これからのCFO、経理・財務部門に求められる姿
第7回
「ファイナンスと経営管理」

昆 政彦

スリーエム ジャパン株式会社
代表取締役 副社長執行役員

ROE・ROIC論争にどう対峙すべきか

 日本ビジネス界におけるファイナンスや会計リテラシーの低さが強く指摘されるようになってきている。その根底には、株式市場における日本企業への評価が著しく低く、その原因として企業における経営目的や経営目標の設定に「資本コスト」概念が不足していることが挙げられている。筆者は米国系企業に長く身を置いたこともあり、米国系企業と比較した場合にファイナンスや会計リテラシーの不足に対しては疑いの余地はないし、日系企業の経営者と話しても資本コストを十分意識しているとは思えない状況に多く遭遇する。しかし、その対応策として打ち出されている方向性、特にマスメディアでの捉え方には大きな疑問が残る。筆者が特に問題視しているのは、企業における役員、部長、担当者すべてにおいて資本コストを理解するリテラシーを求めている点である。資本資産価値モデル(CAPM理論)やランダム・ウォーク理論をすべての従業員が理解する必要性は本当にあるのかとの疑念はぬぐえない。問題の根底は株式市場における評価が基点になっているので、金融従事者の問題意識がそのまま全体的な問題意識として伝播してしまったことにある。
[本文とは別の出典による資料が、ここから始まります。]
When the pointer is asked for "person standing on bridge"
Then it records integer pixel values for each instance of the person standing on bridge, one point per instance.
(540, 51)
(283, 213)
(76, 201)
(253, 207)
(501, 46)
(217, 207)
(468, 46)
ファイナンス理論そのものや、その運用方法を熟知せずに展開を促進しようとしたことが、全方向への包囲網的な発想につながっていると思われる。そして、それに対する反発、特に企業経営者からのROEへの反発が生まれる原因ともなっている。経営者、特に社長の理解なくして資本コスト経営を正しい方向へ導くことはできないだろう。